Les réticences devant la vaccination fondent d'un seul coup, générant une ruée sur les centres. En quelques jours, blocages: plus de doses disponibles, RDV annulés jusqu'à la fin de février!... Où est passée la France qui doute, honteuse à la queue des pays européens dans l'intention de se faire vacciner? Quels mots magiques ont-ils retourné la situation? Je suppose : "il n'y en aura pas pour tout le monde..."

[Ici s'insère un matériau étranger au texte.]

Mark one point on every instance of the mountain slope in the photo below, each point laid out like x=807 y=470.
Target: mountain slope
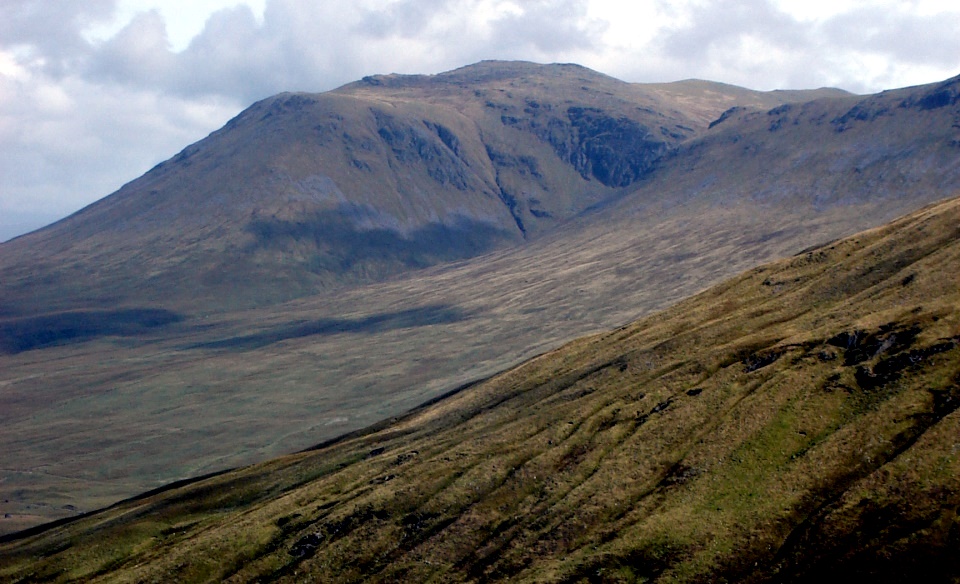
x=798 y=421
x=305 y=192
x=148 y=377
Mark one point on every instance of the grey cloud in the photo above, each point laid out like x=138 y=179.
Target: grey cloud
x=725 y=24
x=898 y=34
x=405 y=19
x=51 y=30
x=548 y=27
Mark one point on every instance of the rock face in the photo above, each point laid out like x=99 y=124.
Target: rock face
x=302 y=192
x=715 y=441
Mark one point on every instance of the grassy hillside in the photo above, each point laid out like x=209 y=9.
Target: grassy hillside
x=796 y=422
x=125 y=363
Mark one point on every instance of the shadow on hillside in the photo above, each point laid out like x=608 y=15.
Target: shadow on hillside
x=376 y=323
x=343 y=245
x=25 y=334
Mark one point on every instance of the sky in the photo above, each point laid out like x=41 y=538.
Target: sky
x=93 y=93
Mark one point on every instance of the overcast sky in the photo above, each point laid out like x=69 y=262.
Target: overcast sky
x=93 y=93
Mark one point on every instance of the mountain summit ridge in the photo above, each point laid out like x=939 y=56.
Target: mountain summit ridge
x=796 y=423
x=326 y=261
x=436 y=168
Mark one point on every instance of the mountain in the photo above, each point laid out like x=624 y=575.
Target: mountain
x=796 y=423
x=142 y=341
x=306 y=192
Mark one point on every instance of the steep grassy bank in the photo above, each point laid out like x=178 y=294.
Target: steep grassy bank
x=796 y=421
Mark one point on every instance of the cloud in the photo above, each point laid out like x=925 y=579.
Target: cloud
x=80 y=115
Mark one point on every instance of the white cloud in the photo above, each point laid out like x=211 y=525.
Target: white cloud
x=93 y=93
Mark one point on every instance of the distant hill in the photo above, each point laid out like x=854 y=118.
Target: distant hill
x=143 y=340
x=305 y=192
x=797 y=423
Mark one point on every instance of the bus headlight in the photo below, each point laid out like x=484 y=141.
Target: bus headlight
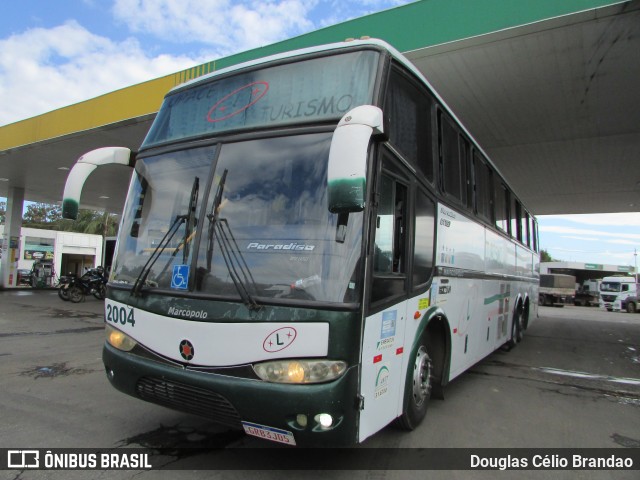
x=300 y=371
x=118 y=339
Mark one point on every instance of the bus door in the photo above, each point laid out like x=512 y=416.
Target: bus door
x=382 y=378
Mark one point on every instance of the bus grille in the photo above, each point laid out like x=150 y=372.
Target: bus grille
x=187 y=398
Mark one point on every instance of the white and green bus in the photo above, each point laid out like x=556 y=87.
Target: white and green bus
x=311 y=248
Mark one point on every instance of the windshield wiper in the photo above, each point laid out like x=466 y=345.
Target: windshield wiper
x=190 y=220
x=233 y=258
x=236 y=264
x=213 y=217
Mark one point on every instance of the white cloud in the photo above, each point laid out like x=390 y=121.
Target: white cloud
x=227 y=26
x=44 y=69
x=625 y=219
x=592 y=233
x=586 y=239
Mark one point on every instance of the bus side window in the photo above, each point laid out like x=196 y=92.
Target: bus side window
x=502 y=208
x=534 y=234
x=516 y=215
x=483 y=187
x=425 y=212
x=525 y=229
x=408 y=110
x=389 y=262
x=452 y=173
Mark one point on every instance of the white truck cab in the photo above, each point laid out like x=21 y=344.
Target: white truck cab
x=615 y=291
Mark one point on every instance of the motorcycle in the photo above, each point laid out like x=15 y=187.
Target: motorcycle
x=92 y=282
x=63 y=286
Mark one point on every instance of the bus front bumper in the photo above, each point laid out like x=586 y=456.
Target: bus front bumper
x=230 y=401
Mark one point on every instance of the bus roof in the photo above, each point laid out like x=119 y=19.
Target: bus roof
x=350 y=43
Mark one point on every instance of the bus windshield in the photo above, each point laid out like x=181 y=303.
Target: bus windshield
x=313 y=90
x=610 y=287
x=264 y=227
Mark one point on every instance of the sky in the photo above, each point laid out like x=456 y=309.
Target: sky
x=54 y=53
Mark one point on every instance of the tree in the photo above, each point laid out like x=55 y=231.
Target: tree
x=89 y=221
x=545 y=257
x=41 y=215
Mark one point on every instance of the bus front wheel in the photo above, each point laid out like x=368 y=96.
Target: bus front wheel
x=418 y=390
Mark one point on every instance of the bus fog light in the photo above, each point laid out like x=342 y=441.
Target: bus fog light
x=118 y=339
x=300 y=371
x=301 y=418
x=324 y=419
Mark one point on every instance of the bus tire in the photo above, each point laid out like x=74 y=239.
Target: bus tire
x=516 y=330
x=418 y=390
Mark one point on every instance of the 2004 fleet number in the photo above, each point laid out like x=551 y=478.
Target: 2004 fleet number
x=120 y=315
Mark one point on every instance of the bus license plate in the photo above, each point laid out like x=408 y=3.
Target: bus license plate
x=268 y=433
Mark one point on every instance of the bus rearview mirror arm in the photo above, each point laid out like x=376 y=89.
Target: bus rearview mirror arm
x=347 y=169
x=85 y=165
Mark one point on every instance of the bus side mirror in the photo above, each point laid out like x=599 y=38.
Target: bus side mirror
x=347 y=169
x=85 y=165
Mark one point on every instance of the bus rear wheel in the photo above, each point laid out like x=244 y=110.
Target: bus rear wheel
x=418 y=390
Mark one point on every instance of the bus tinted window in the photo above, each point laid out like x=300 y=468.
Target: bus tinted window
x=516 y=214
x=502 y=207
x=524 y=227
x=408 y=111
x=307 y=91
x=483 y=187
x=389 y=258
x=423 y=238
x=450 y=159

Troisième confinement? Une lassitude nous envahit. Cela va faire un an que nous n'en voyons pas le bout. On peut reprocher aux décideurs leurs faux-pas, leurs manquements ou leurs dissimulations de la vérité, devant l'inconnu, on n'est pas sûrs qu'on auraient fait bien mieux. Peut-on s'installer durablement dans un semblant de vie?... Il faudrait le demander à Nelson Mandela qui a passé 27 ans en prison, et qui s'inspirait du poème de William Ernest Henley, "Invictus": "Je suis debout, bien que blessé. / Je suis le maître de mon destin / Je suis le capitaine de mon âme."